A new video released by the European Space Agency (ESA) lets space lovers fly over the “labyrinth of night,” a large canyon found on Mars that is more scientifically known as Nocti Labrytinthus. The canyon spans roughly 740 miles and is found within Valles Marineris, which is essentially the Red Planet’s Grand Canyon.
The new video showcases the area’s steep valleys, as well as its tallest volcanoes, showcasing the Martian landscape in extreme detail. The 3D video was created using detailed measurements taken by various satellites orbiting the Red Planet. And while we aren’t looking at real footage flying over the planet, it’s hard not to feel some aw at how close these measurements bring us to the Martian landscape.

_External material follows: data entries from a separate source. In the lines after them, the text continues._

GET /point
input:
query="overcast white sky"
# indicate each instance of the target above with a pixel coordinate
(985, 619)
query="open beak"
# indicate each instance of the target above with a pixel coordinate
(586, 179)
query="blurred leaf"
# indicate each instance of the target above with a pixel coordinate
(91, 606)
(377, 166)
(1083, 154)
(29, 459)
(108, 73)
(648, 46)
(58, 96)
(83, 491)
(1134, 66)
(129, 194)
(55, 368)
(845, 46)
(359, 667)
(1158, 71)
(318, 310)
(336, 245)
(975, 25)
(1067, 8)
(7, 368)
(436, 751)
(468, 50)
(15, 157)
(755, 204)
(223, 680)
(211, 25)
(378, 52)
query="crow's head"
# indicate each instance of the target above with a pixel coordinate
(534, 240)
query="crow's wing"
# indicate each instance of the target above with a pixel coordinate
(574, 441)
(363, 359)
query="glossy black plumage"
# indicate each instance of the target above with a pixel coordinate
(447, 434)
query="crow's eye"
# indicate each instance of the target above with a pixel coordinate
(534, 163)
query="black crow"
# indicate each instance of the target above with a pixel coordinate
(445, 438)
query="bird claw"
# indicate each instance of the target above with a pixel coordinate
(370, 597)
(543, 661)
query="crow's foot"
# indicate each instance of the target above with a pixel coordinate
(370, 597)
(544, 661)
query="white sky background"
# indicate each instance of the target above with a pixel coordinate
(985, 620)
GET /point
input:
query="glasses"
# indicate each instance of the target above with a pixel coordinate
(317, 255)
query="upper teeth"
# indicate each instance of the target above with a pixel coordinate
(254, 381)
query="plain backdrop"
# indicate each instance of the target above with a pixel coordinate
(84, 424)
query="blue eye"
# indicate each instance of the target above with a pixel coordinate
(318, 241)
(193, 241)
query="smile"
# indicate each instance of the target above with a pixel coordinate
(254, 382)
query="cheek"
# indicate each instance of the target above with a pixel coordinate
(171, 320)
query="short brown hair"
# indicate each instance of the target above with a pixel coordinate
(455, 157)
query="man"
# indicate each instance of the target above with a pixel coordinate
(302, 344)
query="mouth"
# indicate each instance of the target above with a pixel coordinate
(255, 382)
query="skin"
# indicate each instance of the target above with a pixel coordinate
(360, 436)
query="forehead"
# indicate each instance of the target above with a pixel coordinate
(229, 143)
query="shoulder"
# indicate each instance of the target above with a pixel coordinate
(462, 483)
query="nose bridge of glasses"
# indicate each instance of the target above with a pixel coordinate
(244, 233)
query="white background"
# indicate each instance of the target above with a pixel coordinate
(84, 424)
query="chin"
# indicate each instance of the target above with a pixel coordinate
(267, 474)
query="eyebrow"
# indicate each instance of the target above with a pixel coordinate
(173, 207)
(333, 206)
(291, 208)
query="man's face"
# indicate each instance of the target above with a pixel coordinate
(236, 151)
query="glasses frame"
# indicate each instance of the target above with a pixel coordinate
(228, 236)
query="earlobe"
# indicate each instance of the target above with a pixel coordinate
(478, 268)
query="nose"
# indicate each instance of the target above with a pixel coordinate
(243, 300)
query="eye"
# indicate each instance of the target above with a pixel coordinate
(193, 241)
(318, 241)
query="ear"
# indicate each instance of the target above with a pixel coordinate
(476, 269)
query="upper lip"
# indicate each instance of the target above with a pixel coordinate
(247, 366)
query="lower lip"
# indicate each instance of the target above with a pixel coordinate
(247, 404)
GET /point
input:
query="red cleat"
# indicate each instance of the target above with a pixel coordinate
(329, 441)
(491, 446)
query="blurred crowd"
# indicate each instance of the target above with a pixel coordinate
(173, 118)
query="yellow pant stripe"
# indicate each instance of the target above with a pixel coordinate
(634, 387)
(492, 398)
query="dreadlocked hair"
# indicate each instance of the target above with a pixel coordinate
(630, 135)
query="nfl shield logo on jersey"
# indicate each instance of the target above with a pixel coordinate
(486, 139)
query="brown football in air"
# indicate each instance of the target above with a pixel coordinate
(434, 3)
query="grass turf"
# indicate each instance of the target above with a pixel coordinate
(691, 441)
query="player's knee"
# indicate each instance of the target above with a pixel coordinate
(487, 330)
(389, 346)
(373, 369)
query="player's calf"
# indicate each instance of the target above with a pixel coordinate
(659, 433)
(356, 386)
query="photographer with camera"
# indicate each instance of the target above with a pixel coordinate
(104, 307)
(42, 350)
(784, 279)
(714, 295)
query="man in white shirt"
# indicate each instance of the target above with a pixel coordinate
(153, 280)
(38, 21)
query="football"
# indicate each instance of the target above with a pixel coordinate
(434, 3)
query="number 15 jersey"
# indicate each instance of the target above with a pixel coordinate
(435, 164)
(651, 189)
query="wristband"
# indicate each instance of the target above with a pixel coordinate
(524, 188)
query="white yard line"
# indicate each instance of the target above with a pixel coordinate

The scale of the labyrinth of night on Mars is truly something exceptionally, with the canyon’s valleys measuring up to 18.6 miles across and as deep as 3.7 miles. For some additional perspective, Earth’s Grand Canyon is only 1.1 miles deep at its deepest point and only measures 18 miles across.
The canyon is exceptionally beautiful to look at in the new 3D video, and the ESA has created something that I’ll no doubt find myself returning to, just like I continue to revisit some of the James Webb space telescope videos the agency has made. It’s these videos that really help us get a feel for the scale of how massive our universe is and how massive the planets and vistas found within it can be.
While Earth’s Grand Canyon was formed by erosion from the Colorado River, scientists believe that the massive labyrinth of night on Mars was caused by tectonic fractures in the planet’s crust. Water may have still played a part, though, as Mars is believed to have once been a planet with multiple rivers running across its surface.